On Tuesday, the website of the rights group Bahrain Watch revealed the contact details of Korean authorities and the companies that have sold vast quantities of tear gas to Bahrain.
The website requested its audience to call the Korean entities and ask them to cancel any supply plans.
The South Korean government has not yet announced weather it issues an export license for the shipment of tear gas produced by those firms.
The Tuesday move followed a revelation by the group about the purchase of a huge quantity of tear gas canisters by the Al Khalifa regime.
On October 16, the group leaked documents showing the regime was planning to buy 1.6 million canisters of tear gas along with 145,000 sound and flash grenades, 45,000 CS hand grenades, and 45,000 teargas hand grenades used for cracking down on protesters in the country.
Many activists and rights groups have censured the excessive use of tear gas by the Saudi-backed forces, which fire canisters directly at protesters or within confined spaces such as houses and cars.
“CS gas as misused in Bahrain is most certainly lethal.

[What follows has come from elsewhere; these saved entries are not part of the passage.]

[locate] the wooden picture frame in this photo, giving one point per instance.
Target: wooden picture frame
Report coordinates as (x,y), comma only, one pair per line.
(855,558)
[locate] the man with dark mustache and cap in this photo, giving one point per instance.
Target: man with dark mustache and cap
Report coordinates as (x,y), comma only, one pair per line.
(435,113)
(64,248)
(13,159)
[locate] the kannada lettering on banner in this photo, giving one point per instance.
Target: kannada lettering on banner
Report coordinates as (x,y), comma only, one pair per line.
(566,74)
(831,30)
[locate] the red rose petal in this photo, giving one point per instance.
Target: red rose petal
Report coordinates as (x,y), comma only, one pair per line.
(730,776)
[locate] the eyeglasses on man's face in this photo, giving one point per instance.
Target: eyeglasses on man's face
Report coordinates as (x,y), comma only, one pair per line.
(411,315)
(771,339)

And it is lethal because of the intensity of its use [and] the concentration within a confined room, and it is not supposed to be used in a confined space,” said Irish Orthopedic Surgeon Professor Damian McCormack, who is also a member of a Bahraini NGO, at a press conference in Switzerland in June.
According to Physicians for Human Rights, 39 deaths have been attributed to teargas in the country, a figure the regime disputes.
In March 2012, the UN High Commissioner for Human Rights said a number of Bahraini protesters and bystanders died due to the use of tear gas in the tiny Persian Gulf island.
Since mid-February 2011, thousands of pro-democracy protesters have held numerous demonstrations in the streets of Bahrain, calling for the Al Khalifa royal family to relinquish power.
On March 14, 2011, troops from Saudi Arabia and the United Arab Emirates invaded the country to assist the Bahraini regime in its crackdown on peaceful protesters.
According to local sources, scores of people have been killed and hundreds arrested.
Physicians for Human Rights says doctors and nurses have been detained, tortured, or disappeared because they have “evidence of atrocities committed by the authorities, security forces, and riot police” in the crackdown on anti-government protesters.